Lange haben wir darauf gewartet, dass die "Sopranos", die großartigste Serie der Welt rund um eine skurrile Mafiafamilie, einen halbwegs würdigen Nachfolger findet. "Six Feet under" hieß unsere Hoffnung auf den Fernsehausnahmefall, der in den USA schon länger erfolgreich läuft - bis wir jetzt den Pilotfilm gesehen haben.
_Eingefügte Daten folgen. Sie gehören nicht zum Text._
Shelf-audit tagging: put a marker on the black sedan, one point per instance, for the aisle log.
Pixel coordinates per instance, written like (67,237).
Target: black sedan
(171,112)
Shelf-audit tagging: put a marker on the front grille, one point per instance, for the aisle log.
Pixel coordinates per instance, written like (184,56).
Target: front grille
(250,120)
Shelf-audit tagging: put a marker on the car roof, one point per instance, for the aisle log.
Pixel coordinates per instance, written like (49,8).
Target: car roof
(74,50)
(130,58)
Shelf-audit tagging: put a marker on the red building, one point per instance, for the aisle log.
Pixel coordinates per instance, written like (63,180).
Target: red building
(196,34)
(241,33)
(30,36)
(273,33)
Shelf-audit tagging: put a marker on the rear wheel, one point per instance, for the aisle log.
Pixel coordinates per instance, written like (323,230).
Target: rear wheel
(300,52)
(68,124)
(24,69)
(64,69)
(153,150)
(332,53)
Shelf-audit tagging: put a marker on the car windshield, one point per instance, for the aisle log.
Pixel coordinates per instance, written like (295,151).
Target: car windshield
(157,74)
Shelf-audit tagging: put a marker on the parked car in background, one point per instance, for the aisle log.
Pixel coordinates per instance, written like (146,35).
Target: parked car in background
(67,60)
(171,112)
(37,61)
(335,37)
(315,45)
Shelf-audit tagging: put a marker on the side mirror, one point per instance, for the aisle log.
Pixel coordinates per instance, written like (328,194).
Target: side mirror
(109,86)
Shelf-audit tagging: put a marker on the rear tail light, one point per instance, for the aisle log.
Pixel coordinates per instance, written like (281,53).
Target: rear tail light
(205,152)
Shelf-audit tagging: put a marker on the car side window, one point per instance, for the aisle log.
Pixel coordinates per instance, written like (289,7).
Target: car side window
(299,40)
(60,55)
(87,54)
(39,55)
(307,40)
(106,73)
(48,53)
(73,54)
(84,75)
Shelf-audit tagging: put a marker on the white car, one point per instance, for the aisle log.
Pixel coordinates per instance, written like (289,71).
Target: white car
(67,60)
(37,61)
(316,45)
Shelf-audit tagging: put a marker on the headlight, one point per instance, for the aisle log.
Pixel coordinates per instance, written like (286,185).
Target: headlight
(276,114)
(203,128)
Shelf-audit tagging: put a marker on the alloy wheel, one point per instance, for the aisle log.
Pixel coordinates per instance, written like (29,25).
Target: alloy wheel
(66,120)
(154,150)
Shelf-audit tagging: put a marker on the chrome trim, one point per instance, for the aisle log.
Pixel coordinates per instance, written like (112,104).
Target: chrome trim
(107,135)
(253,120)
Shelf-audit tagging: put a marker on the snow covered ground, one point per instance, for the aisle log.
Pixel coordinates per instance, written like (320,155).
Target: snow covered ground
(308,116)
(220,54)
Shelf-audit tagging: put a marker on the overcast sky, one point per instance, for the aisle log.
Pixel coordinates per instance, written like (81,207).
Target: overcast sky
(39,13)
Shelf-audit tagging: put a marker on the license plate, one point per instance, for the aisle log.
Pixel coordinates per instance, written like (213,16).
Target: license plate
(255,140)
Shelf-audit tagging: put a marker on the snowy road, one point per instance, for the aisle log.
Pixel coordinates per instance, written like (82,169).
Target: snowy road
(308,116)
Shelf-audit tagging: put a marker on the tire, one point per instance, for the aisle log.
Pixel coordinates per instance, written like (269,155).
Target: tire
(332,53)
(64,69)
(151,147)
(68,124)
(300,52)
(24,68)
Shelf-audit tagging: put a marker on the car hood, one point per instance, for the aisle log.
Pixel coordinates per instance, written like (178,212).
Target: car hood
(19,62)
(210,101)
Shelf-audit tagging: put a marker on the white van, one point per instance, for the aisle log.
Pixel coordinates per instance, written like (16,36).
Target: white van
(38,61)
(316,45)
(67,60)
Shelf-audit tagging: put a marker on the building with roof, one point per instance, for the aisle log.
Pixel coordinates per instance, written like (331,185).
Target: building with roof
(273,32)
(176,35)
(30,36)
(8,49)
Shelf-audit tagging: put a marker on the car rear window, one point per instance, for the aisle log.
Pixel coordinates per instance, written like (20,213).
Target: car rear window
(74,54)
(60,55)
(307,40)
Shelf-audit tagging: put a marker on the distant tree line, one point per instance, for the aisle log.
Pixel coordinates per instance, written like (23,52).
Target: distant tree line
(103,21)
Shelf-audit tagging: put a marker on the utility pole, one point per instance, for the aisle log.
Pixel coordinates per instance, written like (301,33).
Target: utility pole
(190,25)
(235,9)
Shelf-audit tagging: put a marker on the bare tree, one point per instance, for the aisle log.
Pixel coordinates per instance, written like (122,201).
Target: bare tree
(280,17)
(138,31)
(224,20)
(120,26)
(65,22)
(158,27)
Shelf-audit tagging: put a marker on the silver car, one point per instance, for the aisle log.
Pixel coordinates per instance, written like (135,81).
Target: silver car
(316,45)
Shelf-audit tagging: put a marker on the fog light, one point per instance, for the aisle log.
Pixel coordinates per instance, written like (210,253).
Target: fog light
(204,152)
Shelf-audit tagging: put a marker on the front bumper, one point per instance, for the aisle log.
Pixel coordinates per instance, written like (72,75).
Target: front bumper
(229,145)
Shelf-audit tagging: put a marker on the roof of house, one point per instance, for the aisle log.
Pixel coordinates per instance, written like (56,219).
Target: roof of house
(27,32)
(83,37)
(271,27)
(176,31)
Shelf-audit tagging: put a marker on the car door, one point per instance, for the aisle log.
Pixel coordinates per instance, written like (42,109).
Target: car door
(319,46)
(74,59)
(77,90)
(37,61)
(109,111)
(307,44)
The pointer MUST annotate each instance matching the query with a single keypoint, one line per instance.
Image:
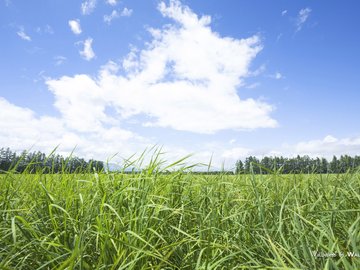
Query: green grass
(178, 221)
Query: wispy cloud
(108, 18)
(302, 18)
(75, 26)
(277, 76)
(88, 6)
(21, 33)
(59, 60)
(87, 52)
(176, 81)
(112, 2)
(126, 12)
(179, 81)
(115, 14)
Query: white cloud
(126, 12)
(87, 53)
(176, 81)
(277, 76)
(88, 6)
(253, 85)
(59, 60)
(115, 14)
(75, 26)
(181, 82)
(21, 128)
(21, 33)
(302, 17)
(108, 18)
(47, 29)
(112, 2)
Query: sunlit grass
(152, 220)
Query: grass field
(179, 221)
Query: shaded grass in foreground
(178, 221)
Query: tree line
(299, 164)
(33, 162)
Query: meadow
(179, 220)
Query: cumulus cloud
(87, 52)
(75, 26)
(112, 2)
(176, 81)
(21, 33)
(108, 18)
(302, 18)
(88, 6)
(181, 82)
(115, 14)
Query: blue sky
(223, 78)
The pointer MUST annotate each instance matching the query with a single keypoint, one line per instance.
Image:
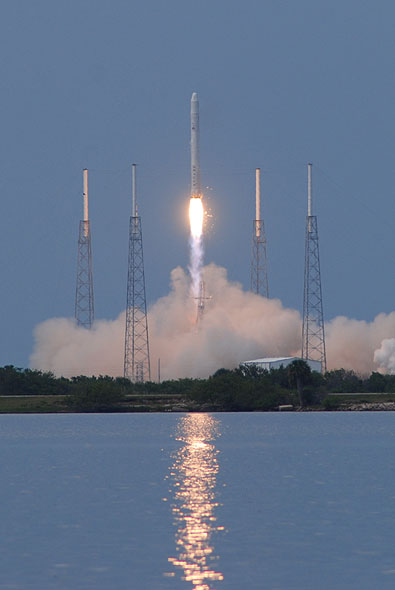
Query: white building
(276, 363)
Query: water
(198, 501)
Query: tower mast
(84, 307)
(136, 357)
(259, 281)
(313, 330)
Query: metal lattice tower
(137, 358)
(259, 282)
(84, 307)
(313, 331)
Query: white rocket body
(196, 189)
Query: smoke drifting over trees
(237, 326)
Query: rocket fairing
(196, 189)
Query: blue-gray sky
(100, 84)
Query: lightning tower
(137, 358)
(84, 309)
(313, 331)
(259, 282)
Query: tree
(299, 374)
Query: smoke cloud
(237, 326)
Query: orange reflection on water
(194, 479)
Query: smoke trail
(196, 262)
(237, 326)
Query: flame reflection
(194, 479)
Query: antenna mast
(137, 358)
(313, 331)
(259, 281)
(84, 307)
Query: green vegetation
(242, 389)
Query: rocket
(196, 189)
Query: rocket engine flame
(196, 214)
(196, 217)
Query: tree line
(240, 389)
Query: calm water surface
(198, 501)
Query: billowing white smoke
(195, 267)
(237, 326)
(352, 344)
(385, 356)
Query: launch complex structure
(259, 280)
(84, 307)
(313, 331)
(137, 366)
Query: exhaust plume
(237, 326)
(196, 214)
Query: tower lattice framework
(313, 331)
(84, 304)
(137, 358)
(259, 280)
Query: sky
(100, 84)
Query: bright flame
(196, 215)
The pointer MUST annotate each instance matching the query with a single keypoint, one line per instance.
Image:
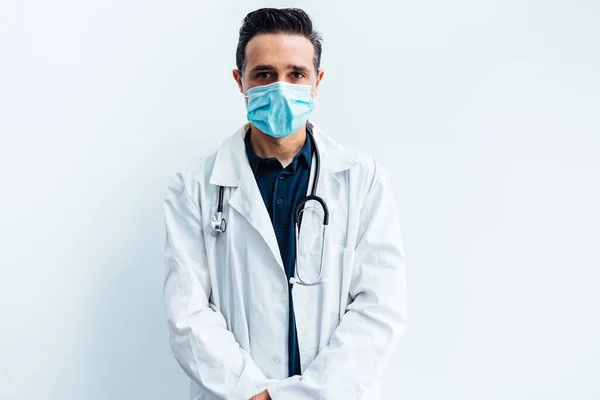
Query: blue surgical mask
(280, 108)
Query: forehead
(279, 50)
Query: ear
(319, 78)
(237, 75)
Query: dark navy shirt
(281, 189)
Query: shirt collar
(304, 155)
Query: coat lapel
(231, 169)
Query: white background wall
(486, 112)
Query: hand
(261, 396)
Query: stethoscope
(219, 224)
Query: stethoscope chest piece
(218, 224)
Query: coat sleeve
(360, 347)
(201, 343)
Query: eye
(263, 75)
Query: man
(255, 312)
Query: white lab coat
(226, 298)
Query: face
(278, 57)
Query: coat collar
(232, 169)
(231, 163)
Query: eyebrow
(271, 68)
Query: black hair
(293, 21)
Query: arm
(360, 347)
(201, 343)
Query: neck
(283, 149)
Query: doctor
(270, 294)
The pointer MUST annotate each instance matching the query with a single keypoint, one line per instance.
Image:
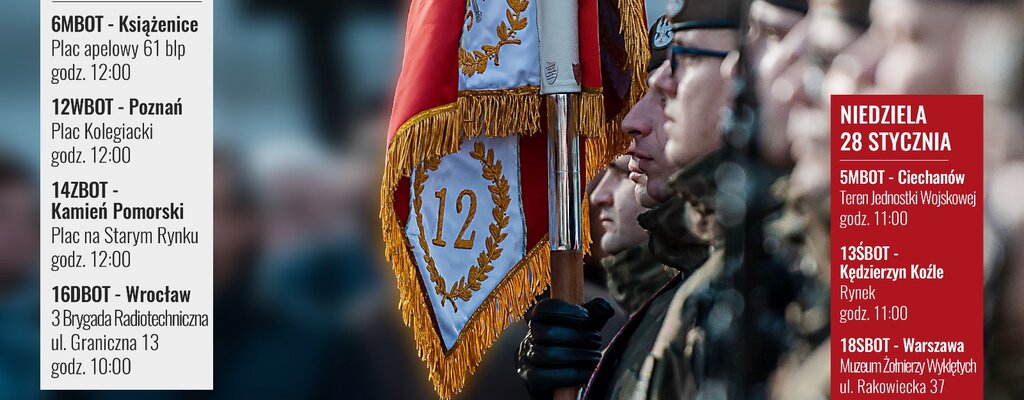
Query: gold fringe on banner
(591, 120)
(437, 132)
(634, 27)
(501, 112)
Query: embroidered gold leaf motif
(476, 61)
(499, 187)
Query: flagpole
(559, 35)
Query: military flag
(464, 206)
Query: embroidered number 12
(460, 242)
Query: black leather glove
(562, 346)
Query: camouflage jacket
(634, 276)
(651, 356)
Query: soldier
(833, 27)
(770, 49)
(647, 359)
(634, 275)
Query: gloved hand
(562, 346)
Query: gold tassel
(500, 113)
(591, 119)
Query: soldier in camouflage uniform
(634, 274)
(829, 29)
(650, 356)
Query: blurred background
(305, 307)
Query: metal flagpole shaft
(564, 207)
(559, 34)
(565, 197)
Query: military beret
(659, 38)
(853, 11)
(687, 14)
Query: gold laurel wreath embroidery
(477, 60)
(492, 170)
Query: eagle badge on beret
(674, 7)
(660, 34)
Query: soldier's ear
(729, 65)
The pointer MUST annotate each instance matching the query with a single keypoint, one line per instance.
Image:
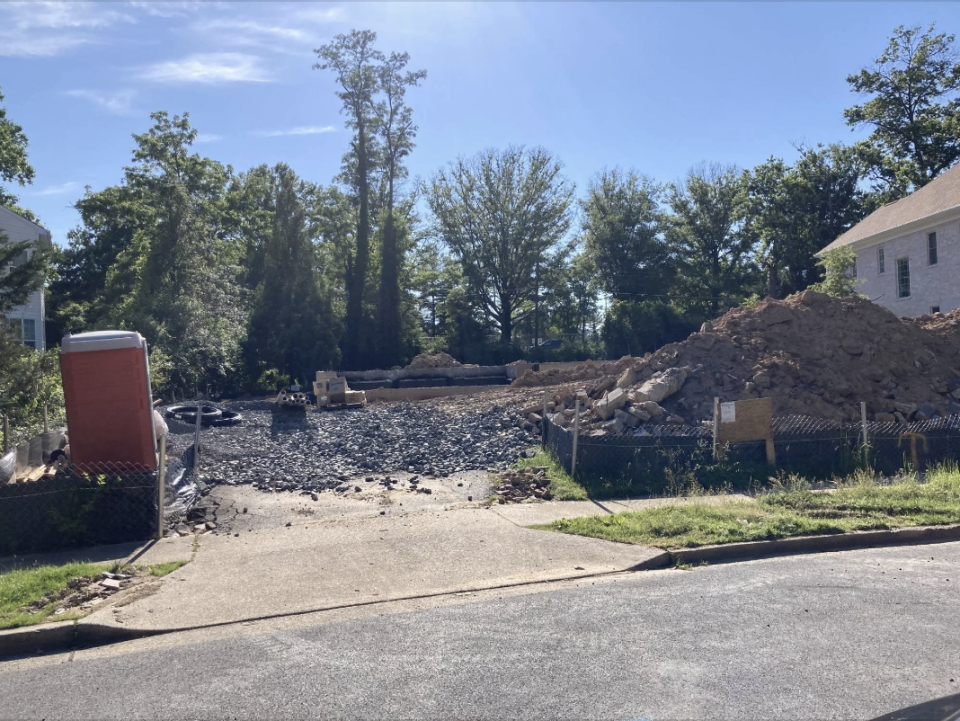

Die Idee, eine Familie mit Bestattungsinstitut in ihrem Überlebenskampf am harten amerikanischen Begräbnismarkt zu zeigen, ist schräg. Bloß reicht das nicht aus, wenn die Charaktere nicht viel mehr Tiefgang haben als bei "Dallas" (die tapfere Mutter im Mittelpunkt, um sie herum der verlorene, aber grundgute Sohn, der angepasste, aber heimlich schwule Sohn, das revoltierende Teenagertöchterchen). "Six Feet under" entpuppt sich als öde Möchtegernsatire auf den american way of life und dämliche US-Seifenopern - kommt dabei leider aber auch sehr seifig daher. "Das Ganze erinnert eher an ,Bonanza' und weniger an Sopranos", urteilt Falter-Filmpapst Omasta, hart, aber fair wie immer. Und auch den Amateurcineasten bleibt nur eine Hoffnung: Vielleicht wird's nach dem lahmen Pilot doch noch flotter (Di, Vox, 23.15 Uhr). Tony Soprano wird uns dieser Friedhofs-Clan aber nie ersetzen können.